A Few Steps into the Unknown (Part 2)
Part 2 of 3: Staking Your Claim on Today.
As you recall from my last post, I left the story at a point where I was in a state of pure joy. My husband and 2 children where living in South East Turkey and were pinching ourselves, completely elated by the prospects of world-wide travel opportunities we had had and the prospect of what lay ahead.
BUT, what are you going to do when life throws in a few plot twists?
Fast forward several months and a wave of bombing came crashing down around us. First Amsterdam, then Paris, Istanbul, Ankara and Adana, the very place we were living. The threat to our safety was growing ever closer to our home near the Syrian border. We began to realize that our time living there would soon come to an end and our dreams of exploration and being immersed in another culture would shift. I was crestfallen.
I remember walking to the market one day watching palm trees sway in the wind and thinking about the cost of freedom. It occurred to me that no matter what happens around us, we are all free to choose. Free to choose how we act, free to choose what we feel inside, free to choose what we will do. This gave me hope and I remembered that rain running so clearly down the side of the new rosebuds. I remembered that I wanted to feel all this life has to offer. I wanted to know joy and sorrow, to have dreams come true and disappointments challenge me. I wanted see and feel and know and experience, for myself everything. This realization felt like a blessing from heaven. To see clearly that the plan to be on this earth was to have all the feelings and take advantage of all the emotions.
As a result of no longer feeling safe where we lived, myself and my children were evacuated by the US DoD. On the day I boarded the plane to leave, I said good-bye to my husband one last time.
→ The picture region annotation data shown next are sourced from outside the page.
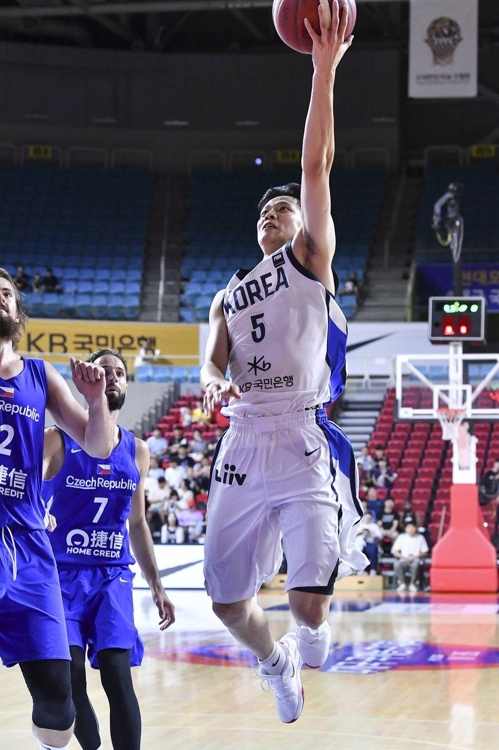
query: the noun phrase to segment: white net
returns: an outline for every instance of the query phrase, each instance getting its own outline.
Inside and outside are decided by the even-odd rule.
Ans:
[[[443,440],[457,440],[459,427],[466,414],[465,409],[450,409],[441,407],[437,409],[438,421],[442,426]]]

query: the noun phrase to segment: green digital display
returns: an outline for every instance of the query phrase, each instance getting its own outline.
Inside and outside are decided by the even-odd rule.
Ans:
[[[484,341],[485,308],[483,297],[431,297],[430,341]]]

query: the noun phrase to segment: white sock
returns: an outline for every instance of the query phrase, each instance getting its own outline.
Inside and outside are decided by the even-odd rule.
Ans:
[[[286,663],[286,654],[279,643],[274,644],[274,648],[266,659],[259,659],[259,664],[266,674],[281,674]]]

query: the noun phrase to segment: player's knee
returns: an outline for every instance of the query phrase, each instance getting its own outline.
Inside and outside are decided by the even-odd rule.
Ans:
[[[64,685],[53,688],[33,703],[33,724],[40,729],[64,732],[71,727],[74,719],[75,709],[69,686],[67,689]]]
[[[232,604],[213,602],[213,612],[229,628],[247,617],[245,602],[233,602]]]

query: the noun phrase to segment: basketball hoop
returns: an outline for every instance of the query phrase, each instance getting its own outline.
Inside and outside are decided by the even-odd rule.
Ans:
[[[466,414],[466,409],[451,409],[441,406],[437,409],[438,421],[442,426],[442,440],[456,441],[459,437],[459,427]]]

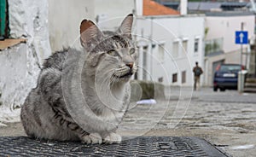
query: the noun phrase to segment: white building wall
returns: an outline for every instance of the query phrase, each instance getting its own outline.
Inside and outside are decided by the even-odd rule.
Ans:
[[[53,51],[63,48],[80,49],[79,26],[84,19],[102,29],[113,29],[134,9],[131,0],[48,0],[50,46]]]
[[[163,78],[165,84],[192,85],[194,76],[192,68],[195,62],[203,66],[203,38],[204,38],[203,16],[155,16],[138,18],[136,26],[137,40],[147,40],[150,44],[153,40],[152,57],[146,68],[150,72],[154,81]],[[199,50],[194,52],[195,39],[199,39]],[[182,41],[188,41],[188,50],[185,52],[181,47]],[[173,56],[173,42],[179,42],[177,56]],[[159,55],[159,44],[164,44],[165,55],[161,61]],[[151,59],[153,59],[151,61]],[[186,81],[182,84],[182,72],[186,71]],[[172,74],[177,73],[177,82],[172,83]],[[203,78],[201,78],[203,79]]]
[[[223,13],[224,14],[224,13]],[[208,32],[206,40],[216,38],[223,39],[223,51],[224,54],[215,56],[206,56],[205,85],[212,85],[212,78],[215,72],[214,63],[224,61],[225,63],[241,63],[241,45],[236,44],[236,31],[241,31],[241,24],[244,23],[243,31],[248,32],[248,39],[254,38],[255,17],[238,15],[236,16],[207,16],[206,29]],[[242,45],[246,52],[249,45]],[[242,56],[242,64],[245,65],[245,55]]]
[[[224,38],[223,50],[225,53],[240,49],[241,45],[235,44],[235,32],[241,31],[241,24],[244,23],[244,31],[248,32],[248,38],[254,38],[255,26],[254,15],[238,15],[238,16],[207,16],[206,28],[208,33],[206,39]],[[246,48],[247,45],[244,45]]]
[[[51,54],[47,0],[8,2],[10,38],[26,38],[26,43],[0,52],[1,122],[20,119],[20,107],[36,87],[44,59]]]

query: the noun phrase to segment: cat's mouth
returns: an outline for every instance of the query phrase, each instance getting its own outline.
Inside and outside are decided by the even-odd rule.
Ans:
[[[120,76],[119,78],[130,78],[131,75],[133,75],[133,73],[131,71],[130,71],[127,73]]]

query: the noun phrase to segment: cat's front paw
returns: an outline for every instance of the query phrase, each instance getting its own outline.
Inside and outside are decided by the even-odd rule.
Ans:
[[[87,144],[102,144],[102,138],[98,133],[92,133],[82,137],[82,142]]]
[[[103,142],[107,144],[120,143],[122,137],[117,133],[110,133],[108,137],[103,139]]]

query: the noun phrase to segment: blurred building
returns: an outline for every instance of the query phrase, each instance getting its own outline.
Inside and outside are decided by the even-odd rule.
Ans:
[[[236,31],[248,32],[248,39],[254,40],[255,16],[251,12],[208,12],[205,27],[205,85],[212,84],[216,67],[220,63],[241,63],[247,67],[248,58],[241,54],[241,44],[236,44]],[[242,27],[242,28],[241,28]],[[250,44],[242,46],[249,51]]]
[[[204,18],[203,15],[181,15],[144,0],[136,21],[139,67],[143,67],[137,78],[166,85],[192,85],[195,62],[201,67],[204,63]]]

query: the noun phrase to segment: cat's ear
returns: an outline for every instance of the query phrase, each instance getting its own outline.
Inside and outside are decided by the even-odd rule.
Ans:
[[[84,20],[80,25],[80,41],[86,49],[92,49],[103,36],[100,29],[91,21]]]
[[[128,15],[121,23],[121,26],[119,27],[119,33],[122,35],[127,35],[131,38],[131,26],[133,22],[133,15]]]

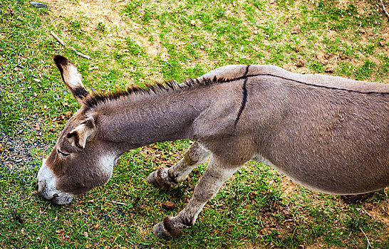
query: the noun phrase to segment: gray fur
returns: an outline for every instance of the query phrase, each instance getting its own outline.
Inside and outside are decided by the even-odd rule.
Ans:
[[[78,77],[70,60],[56,60],[69,89],[83,88],[75,85],[77,80],[71,86],[66,82]],[[207,201],[251,159],[324,193],[358,194],[389,186],[385,84],[299,75],[270,65],[228,65],[167,88],[95,99],[85,91],[72,92],[82,107],[40,170],[53,172],[56,189],[45,191],[48,179],[37,179],[38,193],[52,201],[66,203],[44,193],[68,197],[102,185],[120,155],[151,143],[196,141],[176,165],[148,176],[160,188],[183,181],[210,157],[190,203],[153,228],[161,238],[180,235],[192,226]]]

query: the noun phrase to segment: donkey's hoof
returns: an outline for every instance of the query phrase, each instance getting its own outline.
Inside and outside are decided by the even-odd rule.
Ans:
[[[152,233],[154,233],[155,236],[165,240],[168,240],[172,238],[172,236],[168,235],[165,230],[163,227],[163,222],[160,222],[159,223],[154,225],[152,227]]]

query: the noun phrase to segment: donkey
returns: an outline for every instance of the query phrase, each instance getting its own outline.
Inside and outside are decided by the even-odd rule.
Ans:
[[[162,141],[195,140],[175,165],[147,176],[170,189],[208,158],[189,203],[152,231],[179,236],[246,161],[271,165],[316,191],[358,194],[389,186],[389,85],[272,65],[227,65],[194,80],[110,93],[88,92],[76,66],[56,55],[81,105],[37,176],[56,204],[105,184],[125,152]]]

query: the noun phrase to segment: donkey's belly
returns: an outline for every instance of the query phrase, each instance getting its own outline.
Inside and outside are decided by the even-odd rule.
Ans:
[[[356,174],[353,175],[352,173],[347,175],[333,174],[329,171],[322,174],[313,169],[295,165],[281,168],[260,154],[256,154],[251,160],[271,166],[294,182],[317,192],[341,195],[359,194],[373,192],[389,186],[389,176],[388,174],[386,176],[384,176],[385,173],[382,173],[383,176],[380,176],[384,180],[377,184],[366,181],[363,176]]]

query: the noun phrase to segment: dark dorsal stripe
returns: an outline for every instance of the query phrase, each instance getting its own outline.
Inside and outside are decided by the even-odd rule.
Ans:
[[[351,89],[344,89],[341,88],[316,85],[314,83],[306,83],[306,82],[297,80],[286,78],[284,76],[276,75],[274,75],[271,73],[258,73],[258,74],[254,74],[254,75],[247,75],[249,73],[249,66],[250,65],[247,65],[246,68],[246,71],[242,76],[237,77],[234,78],[217,78],[217,76],[215,76],[213,78],[202,78],[200,80],[188,79],[186,81],[185,81],[182,84],[178,84],[175,80],[172,80],[170,82],[166,82],[163,84],[157,83],[152,85],[146,85],[145,88],[133,85],[131,86],[128,87],[125,89],[119,89],[113,92],[93,92],[92,93],[92,95],[88,95],[85,99],[85,110],[95,107],[100,104],[107,103],[110,101],[116,100],[122,97],[130,97],[133,95],[158,94],[159,92],[165,92],[167,91],[175,91],[177,90],[182,90],[184,89],[192,88],[197,87],[197,86],[207,86],[207,85],[210,85],[212,84],[231,83],[231,82],[237,81],[237,80],[244,80],[243,86],[242,86],[242,92],[243,92],[242,104],[238,112],[238,117],[235,121],[235,124],[236,124],[240,117],[240,115],[242,115],[242,112],[243,112],[243,110],[244,109],[244,107],[246,105],[246,102],[247,100],[247,90],[246,88],[247,80],[251,78],[259,77],[259,76],[274,77],[279,79],[292,81],[294,83],[297,83],[299,84],[302,84],[302,85],[308,85],[311,87],[328,89],[328,90],[341,90],[341,91],[346,91],[350,92],[361,93],[361,94],[378,94],[378,95],[389,94],[389,92],[373,92],[373,91],[362,92],[362,91],[351,90]]]

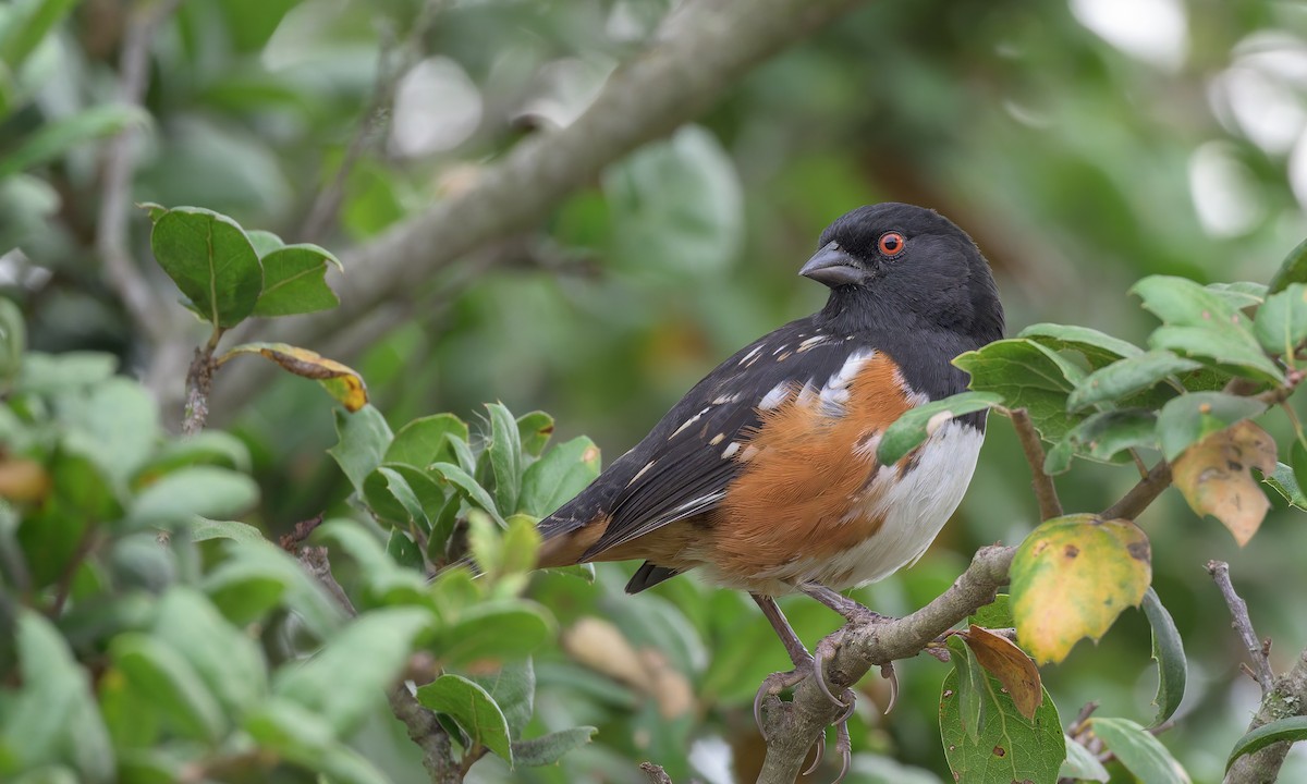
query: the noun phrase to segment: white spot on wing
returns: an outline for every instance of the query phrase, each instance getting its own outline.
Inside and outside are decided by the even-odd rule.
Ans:
[[[634,485],[637,480],[639,480],[640,477],[644,476],[644,472],[647,472],[648,469],[654,468],[655,463],[657,463],[657,460],[650,460],[648,463],[646,463],[644,468],[642,468],[639,470],[639,473],[637,473],[634,477],[631,477],[630,482],[626,482],[626,486],[630,487],[631,485]]]
[[[770,392],[762,396],[762,400],[758,401],[758,408],[762,410],[774,409],[784,402],[787,397],[789,397],[789,383],[780,382],[772,387]]]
Not knowing when I would see him again as he needed to stay and fulfill his work commitment. We wondered if It would be days, weeks or even months until we would be reunited. It would be an understatement to say that this may have been one of the biggest steps I have taken into the unknown. As I walked across the black tarmac, I remember thinking, how poetic, the sky is painting a beautiful sun-set. And my time abroad ended.
Sometimes, even today, I will see the sky ablaze with orange and red and will be reminded of that night and the leap of faith it took to get on that plane, to trust God, that my prayers were being heard to guide an uncertain future, having no idea what was next for our family or when we would be back together again.